The aim of this work is to define a general method allowing to describe all the media of a video, as well as their interaction. Another constraint is that this method should also allow a user to formulate a task or a query concerning videos. This problem was first studied during the thesis of E. Kijak in the frame of a limited case, the structuring of sport (and particularly tennis) reports. In such documents, there are four main sources of information: the tennis rules which explain how a tennis game is organized, the production rules which explain how the producer works, what tools it uses and how he tries to reflect what's going on by formal techniques, the image and the sound tracks.
It is clear that none of these sources can explain the video alone. The goal is thus to integrate these sources such that their complementarity can be used to obtain the most complete description as possible. Three ways of integration are possible. In the late integration frame, the processing is done independently of each media, and the results are merged in a second time. The main difficulty of such a method comes from the merging operation since there is not coherence between the results provided by each media, and usually no satisfying way to solve this point.
The second way is to give a leading role to one of the modality. We experimented such a solution with image as the leading media. To help the characterization of the shots of a tennis reports, each shot was characterized by the presence, during this shot, of speech, applauds or ball noise. Sound is seen as a complementary source of information and allows to improve the results obtained previously with images only. Such a solution appears to be not fully satisfactory since only a small portion of the information carried by the sound track can be taken into account.

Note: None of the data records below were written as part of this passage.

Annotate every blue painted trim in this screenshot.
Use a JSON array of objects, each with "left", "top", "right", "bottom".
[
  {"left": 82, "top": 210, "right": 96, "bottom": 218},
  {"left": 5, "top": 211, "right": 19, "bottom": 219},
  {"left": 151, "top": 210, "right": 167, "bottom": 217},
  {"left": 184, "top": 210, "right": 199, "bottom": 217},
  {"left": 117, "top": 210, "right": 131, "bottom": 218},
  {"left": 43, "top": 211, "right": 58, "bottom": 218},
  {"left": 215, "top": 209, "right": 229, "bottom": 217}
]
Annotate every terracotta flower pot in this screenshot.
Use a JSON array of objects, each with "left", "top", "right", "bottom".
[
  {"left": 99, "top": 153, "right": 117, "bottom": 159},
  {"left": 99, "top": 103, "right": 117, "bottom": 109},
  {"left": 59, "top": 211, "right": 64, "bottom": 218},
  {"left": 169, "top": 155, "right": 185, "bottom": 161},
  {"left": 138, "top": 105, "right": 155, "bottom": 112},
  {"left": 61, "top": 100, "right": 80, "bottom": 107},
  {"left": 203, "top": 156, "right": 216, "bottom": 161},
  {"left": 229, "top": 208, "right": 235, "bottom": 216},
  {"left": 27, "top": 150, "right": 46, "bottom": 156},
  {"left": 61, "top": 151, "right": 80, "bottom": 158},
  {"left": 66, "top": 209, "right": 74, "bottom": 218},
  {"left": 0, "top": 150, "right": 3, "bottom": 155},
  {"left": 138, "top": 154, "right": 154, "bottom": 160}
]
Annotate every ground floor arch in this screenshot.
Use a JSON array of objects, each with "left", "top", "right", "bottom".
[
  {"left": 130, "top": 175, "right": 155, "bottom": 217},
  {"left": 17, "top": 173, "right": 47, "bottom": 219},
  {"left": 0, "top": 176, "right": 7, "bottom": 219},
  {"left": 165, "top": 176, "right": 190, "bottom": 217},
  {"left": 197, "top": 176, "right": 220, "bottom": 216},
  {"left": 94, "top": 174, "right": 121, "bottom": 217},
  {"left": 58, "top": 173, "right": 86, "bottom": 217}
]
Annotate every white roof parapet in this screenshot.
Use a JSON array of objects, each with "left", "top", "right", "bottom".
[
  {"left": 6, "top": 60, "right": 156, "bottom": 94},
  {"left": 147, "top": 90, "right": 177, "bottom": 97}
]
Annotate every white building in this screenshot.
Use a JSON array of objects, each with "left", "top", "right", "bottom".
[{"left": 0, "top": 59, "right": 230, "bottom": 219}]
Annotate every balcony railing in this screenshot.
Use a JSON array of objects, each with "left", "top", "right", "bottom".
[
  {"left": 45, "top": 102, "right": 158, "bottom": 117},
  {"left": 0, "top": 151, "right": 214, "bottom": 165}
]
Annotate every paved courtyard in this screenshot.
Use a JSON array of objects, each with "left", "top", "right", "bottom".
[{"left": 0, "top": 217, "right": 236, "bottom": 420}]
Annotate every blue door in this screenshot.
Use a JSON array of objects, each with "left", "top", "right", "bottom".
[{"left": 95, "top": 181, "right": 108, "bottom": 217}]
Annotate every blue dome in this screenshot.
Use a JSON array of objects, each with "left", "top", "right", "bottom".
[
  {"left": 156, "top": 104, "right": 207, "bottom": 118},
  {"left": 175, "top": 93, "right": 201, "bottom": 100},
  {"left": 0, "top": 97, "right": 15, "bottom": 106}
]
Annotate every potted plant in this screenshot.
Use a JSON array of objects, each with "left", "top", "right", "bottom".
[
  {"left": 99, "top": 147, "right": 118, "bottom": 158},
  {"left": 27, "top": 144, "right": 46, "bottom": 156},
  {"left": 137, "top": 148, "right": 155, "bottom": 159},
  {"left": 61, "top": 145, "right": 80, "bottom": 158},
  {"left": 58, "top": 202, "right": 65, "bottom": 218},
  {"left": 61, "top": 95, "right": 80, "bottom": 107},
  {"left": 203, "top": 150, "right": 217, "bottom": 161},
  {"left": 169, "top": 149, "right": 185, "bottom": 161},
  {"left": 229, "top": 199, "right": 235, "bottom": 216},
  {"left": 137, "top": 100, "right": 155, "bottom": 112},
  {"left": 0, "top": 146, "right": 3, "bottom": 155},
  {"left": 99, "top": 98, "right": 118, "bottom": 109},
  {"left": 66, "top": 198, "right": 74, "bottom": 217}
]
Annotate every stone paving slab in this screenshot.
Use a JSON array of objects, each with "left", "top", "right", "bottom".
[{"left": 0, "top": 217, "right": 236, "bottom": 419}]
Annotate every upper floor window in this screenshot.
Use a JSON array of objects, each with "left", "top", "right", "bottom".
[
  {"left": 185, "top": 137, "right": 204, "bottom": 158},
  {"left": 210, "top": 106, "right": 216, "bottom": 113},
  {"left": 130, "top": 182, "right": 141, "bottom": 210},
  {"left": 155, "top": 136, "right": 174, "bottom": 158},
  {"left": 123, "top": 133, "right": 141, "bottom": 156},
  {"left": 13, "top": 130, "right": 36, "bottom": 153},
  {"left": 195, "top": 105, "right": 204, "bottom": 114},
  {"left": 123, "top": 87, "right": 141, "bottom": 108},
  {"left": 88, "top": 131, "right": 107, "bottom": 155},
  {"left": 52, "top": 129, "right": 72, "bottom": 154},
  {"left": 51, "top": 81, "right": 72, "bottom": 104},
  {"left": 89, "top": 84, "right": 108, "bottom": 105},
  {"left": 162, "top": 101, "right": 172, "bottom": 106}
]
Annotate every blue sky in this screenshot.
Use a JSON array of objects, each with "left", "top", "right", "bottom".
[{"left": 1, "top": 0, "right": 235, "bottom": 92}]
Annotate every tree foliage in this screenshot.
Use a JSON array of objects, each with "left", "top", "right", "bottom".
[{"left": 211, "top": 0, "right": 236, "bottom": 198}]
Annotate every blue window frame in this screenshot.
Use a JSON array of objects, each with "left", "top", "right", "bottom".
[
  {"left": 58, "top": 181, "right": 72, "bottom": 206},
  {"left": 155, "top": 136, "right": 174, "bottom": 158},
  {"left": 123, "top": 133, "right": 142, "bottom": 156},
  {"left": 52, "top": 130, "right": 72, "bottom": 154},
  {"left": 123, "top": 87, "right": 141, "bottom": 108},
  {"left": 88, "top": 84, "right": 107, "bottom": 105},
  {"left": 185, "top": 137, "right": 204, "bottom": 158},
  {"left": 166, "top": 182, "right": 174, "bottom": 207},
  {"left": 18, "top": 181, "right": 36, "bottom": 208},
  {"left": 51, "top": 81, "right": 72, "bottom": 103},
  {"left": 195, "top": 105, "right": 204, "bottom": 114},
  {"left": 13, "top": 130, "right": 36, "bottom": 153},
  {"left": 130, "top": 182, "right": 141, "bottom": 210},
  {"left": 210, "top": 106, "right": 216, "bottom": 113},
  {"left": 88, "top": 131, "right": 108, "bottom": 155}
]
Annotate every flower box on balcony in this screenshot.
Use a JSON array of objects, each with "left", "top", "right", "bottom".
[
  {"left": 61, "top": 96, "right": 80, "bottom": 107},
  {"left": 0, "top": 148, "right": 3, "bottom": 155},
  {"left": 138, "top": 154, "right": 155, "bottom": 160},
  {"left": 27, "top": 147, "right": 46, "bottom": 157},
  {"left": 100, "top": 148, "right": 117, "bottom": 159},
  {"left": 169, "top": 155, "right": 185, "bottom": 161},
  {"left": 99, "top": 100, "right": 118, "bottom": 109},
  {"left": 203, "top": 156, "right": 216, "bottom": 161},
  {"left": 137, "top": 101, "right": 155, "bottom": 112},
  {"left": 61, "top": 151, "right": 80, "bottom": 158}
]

The third way we plan to study is early integration, where the different media are mixed from the beginning and all decision are taken based of the whole stream of information.
Such integration frames must be supported by a foundation technique which allow to handle them. Hidden Markov Models where chosen first, due to their nice properties to represent temporal streams and their ability to represent a priori knowledge about tennis and production rules. A hierarchical model was used to represent the complete structure of a tennis report, ans the Viterbi algorithm was used in order to identify this structure from the video stream. A problem with this model is that the time model it used is not flexible enough to handle properly the different time granularity of the various media.
We propose to use another kind of models, segment models, to circumvent this problem. In these models, each state does not correspond to a unique observation as it is the case in HMM, but can correspond to a variable number of observations. It is also possible to use several streams of observations. On the other hand, the models are more complicated and their use is more costly. The use of these models is the subject of the thesis of M. Delakis.
Image and Text Joint Description
Keywords : image - text interaction .
In text retrieval engines, images are not taken into account. When an image retrieval engine exists aside the previous one, it treats the images independently of the text surrounding them. Of course, it should be better to couple these two engines or, at least, to couple the information that both media can provide.
The first way to do this is to determine the parts of the text which are related to images. This should allow to get a textual description of the images, and to make textual query to retrieve images in a much richer context than that if systems using simple keywords linked with the images.
In the other way, it is possible to find documents containing a same image and to use both texts to disambiguate or improve the understanding of the text. These two points are the thesis subject of H. Renault.